Ésta fue altamente satisfactoria. El comandante Porter mandaba sus saludos al señor Hércules Poirot y le decía que se honraría en recibirles, a él y a su amigo, en su casa de la calle Edgeway, número 78, Camden Hill, aquella misma tarde a las cinco.

A las cuatro y media apareció Rowley Cloade.

—¿Ha habido suerte, señor Poirot?

—¡Claro, señor Cloade! Ahora mismo iremos a ver a un antiguo amigo del capitán Robert Underhay.

—¿Qué...? —exclamó Rowley, abriendo la boca y mirando a Poirot con el estupor que un niño muestra al ver los prodigios que realiza un experto prestidigitador—. ¡Si es increíble! ¡No entiendo cómo haya usted podido conseguirlo en unas pocas horas!

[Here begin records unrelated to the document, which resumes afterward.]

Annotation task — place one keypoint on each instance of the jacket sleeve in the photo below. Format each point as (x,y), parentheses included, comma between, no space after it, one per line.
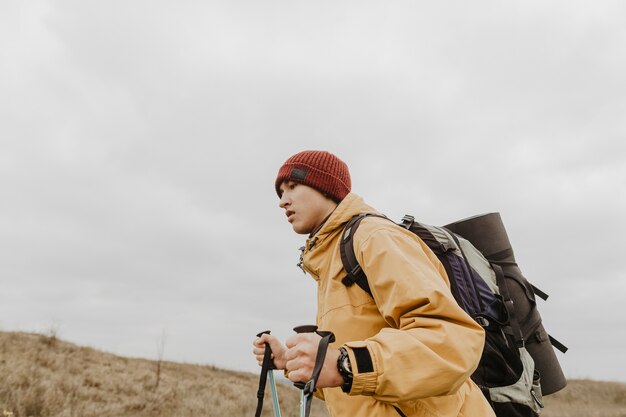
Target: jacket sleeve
(431,346)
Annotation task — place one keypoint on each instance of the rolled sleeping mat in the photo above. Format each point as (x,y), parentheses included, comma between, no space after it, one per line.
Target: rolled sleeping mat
(488,234)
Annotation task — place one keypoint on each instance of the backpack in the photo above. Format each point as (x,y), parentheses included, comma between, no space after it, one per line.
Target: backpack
(518,364)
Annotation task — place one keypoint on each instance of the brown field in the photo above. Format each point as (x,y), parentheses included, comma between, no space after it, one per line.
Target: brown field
(42,376)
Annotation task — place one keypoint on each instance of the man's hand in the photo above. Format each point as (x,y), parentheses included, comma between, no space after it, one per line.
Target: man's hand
(300,361)
(278,350)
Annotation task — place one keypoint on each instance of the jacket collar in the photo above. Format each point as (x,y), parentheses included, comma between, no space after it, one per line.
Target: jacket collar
(350,206)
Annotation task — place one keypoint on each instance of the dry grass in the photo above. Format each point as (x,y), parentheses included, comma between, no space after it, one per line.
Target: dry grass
(41,376)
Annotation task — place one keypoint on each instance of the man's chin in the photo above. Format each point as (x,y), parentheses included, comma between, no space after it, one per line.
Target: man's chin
(300,230)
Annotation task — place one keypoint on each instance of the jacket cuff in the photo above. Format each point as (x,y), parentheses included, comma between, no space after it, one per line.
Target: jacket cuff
(364,379)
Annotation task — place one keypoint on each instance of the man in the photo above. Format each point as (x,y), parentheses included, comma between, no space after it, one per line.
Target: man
(408,349)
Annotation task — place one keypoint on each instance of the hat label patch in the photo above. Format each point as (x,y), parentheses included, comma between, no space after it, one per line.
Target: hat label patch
(299,174)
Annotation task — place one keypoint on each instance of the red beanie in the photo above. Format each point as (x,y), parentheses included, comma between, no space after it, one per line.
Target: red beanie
(318,169)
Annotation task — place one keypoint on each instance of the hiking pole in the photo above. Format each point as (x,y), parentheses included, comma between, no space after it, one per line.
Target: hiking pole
(308,388)
(267,371)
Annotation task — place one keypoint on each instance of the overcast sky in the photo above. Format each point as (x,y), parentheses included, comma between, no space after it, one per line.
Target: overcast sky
(139,143)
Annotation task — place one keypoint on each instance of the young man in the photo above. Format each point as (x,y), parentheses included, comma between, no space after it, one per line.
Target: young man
(407,350)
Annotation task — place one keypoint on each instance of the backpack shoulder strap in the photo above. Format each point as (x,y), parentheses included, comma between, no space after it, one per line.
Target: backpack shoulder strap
(354,272)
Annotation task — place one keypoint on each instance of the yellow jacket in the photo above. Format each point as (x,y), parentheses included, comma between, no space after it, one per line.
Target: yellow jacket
(411,347)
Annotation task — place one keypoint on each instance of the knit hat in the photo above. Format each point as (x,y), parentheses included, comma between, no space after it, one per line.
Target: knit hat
(317,169)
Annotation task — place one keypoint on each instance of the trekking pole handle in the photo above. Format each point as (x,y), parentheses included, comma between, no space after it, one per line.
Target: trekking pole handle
(310,328)
(309,386)
(267,348)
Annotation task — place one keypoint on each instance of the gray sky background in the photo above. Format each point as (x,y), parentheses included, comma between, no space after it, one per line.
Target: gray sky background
(139,142)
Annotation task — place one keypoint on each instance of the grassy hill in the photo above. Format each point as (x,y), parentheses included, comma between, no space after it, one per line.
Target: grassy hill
(42,376)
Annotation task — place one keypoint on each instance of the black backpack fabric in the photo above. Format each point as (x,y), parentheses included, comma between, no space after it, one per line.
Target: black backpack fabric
(518,364)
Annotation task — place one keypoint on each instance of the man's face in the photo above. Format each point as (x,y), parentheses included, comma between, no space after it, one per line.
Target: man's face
(305,207)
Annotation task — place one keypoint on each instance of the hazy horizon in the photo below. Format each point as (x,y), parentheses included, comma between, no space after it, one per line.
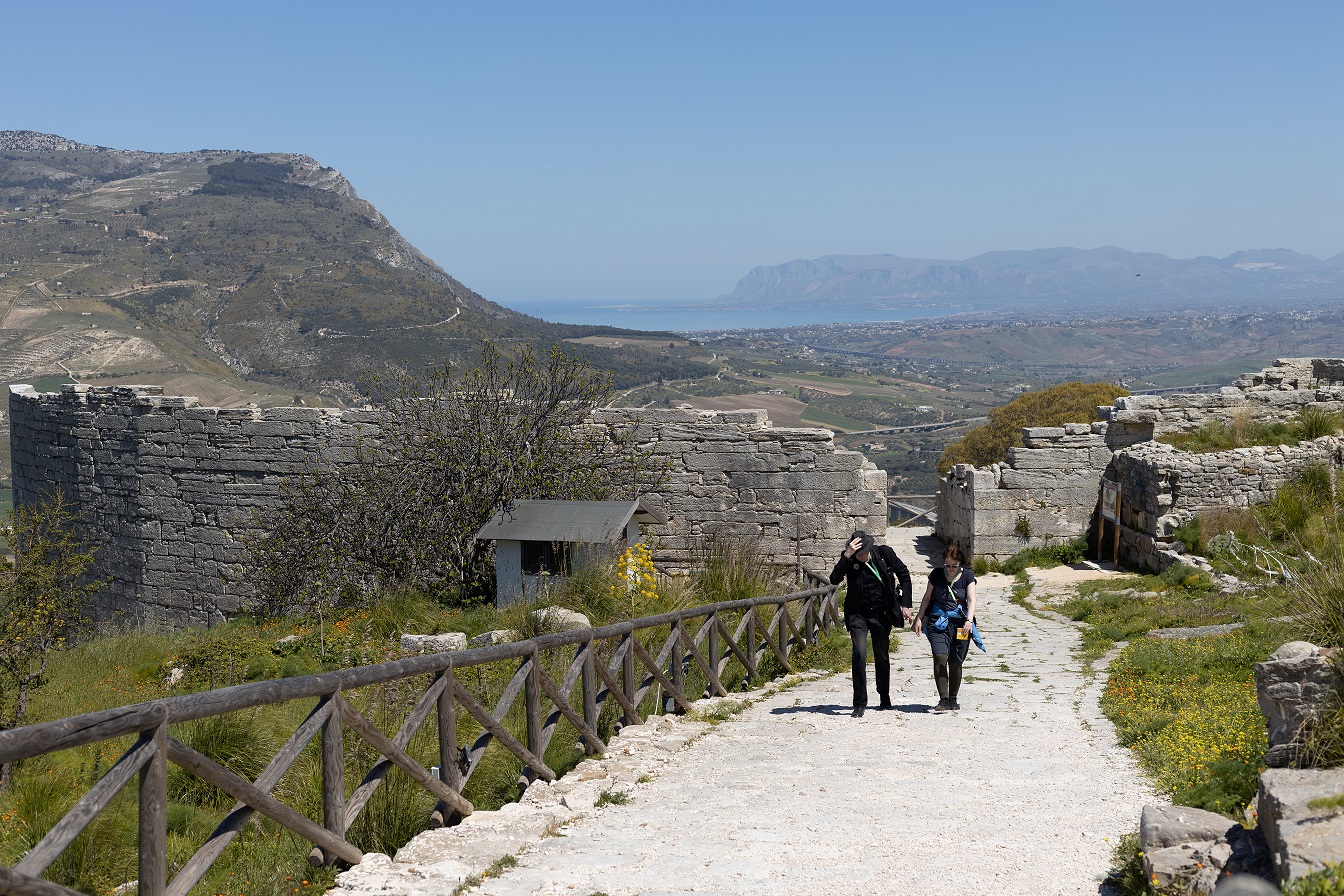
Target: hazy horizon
(608,152)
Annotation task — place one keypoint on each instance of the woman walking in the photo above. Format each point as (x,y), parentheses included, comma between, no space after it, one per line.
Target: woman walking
(948,617)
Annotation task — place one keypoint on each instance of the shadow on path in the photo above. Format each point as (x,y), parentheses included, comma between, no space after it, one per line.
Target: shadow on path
(821,709)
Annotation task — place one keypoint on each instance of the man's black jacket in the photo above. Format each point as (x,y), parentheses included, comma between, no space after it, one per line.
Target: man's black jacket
(891,568)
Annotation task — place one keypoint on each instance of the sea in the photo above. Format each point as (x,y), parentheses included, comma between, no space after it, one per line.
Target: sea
(696,319)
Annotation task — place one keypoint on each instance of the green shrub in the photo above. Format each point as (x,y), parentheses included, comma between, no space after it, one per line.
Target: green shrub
(1186,576)
(1126,867)
(733,568)
(235,740)
(1188,711)
(1323,883)
(1044,558)
(1053,406)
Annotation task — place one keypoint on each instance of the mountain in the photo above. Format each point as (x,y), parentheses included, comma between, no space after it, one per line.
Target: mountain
(1086,280)
(266,267)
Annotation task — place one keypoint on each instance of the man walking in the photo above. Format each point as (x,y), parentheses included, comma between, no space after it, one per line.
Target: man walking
(871,606)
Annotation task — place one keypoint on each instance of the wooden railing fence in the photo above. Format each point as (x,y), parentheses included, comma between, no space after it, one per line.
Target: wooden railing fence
(691,660)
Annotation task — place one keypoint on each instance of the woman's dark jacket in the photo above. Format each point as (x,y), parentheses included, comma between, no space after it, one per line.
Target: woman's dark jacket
(860,594)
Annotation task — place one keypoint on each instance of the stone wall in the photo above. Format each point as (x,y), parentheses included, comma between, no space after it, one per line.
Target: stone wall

Poirot abrió las manos como tratando de evitar los cumplidos, pero no mostró deseo alguno de revelar la simplicidad del ardid. La sorpresa de Rowley halagaba su vanidad.

Los dos salieron juntos y tomaron un taxi que les condujo a Camden Hill.

El comandante Porter habitaba el primer piso de una destartalada vivienda. Fueron recibidos por una rubicunda y alegre sirvienta que les condujo a una habitación cuadrada con largos estantes llenos de libros. Cubrían el suelo dos alfombras de atractivos colores pálidos en las que se notaban la acción dolorosa del uso y del tiempo. Poirot se fijó en que el centro había sido recientemente cubierto por un nuevo y espeso barniz que contrastaba visiblemente con el viejo y ya gastado que aparecía en los bordes. Comprendía que, hasta hacía poco, aquella habitación debía haber estado ornada con ricas alfombras por las que probablemente se habría pagado una no despreciable suma en aquellos tiempos.

Miró después al hombre que vestido con un traje de impecable corte, aunque ya un poco deslustrado, permanecía erguido junto a la chimenea. Poirot podía deducir con un simple golpe de vista que la vida que llevaba el comandante Porter, oficial retirado, no era, ni con mucho, digna de envidia. Los impuestos y el elevado coste de la vida habían mermado considerablemente los ingresos de aquellos viejos corceles de Marte. Pero había algo a lo que el comandante Porter no habría querido seguramente renunciar. A seguir pagando su cuota en el club, pongamos por caso.

El comandante hablaba en forma espasmódica.

—Creo que no he tenido el gusto de verle antes de ahora, señor Poirot. ¿Dice usted que en el club? ¿Hace un par de años? Su nombre no me es desconocido, como es natural.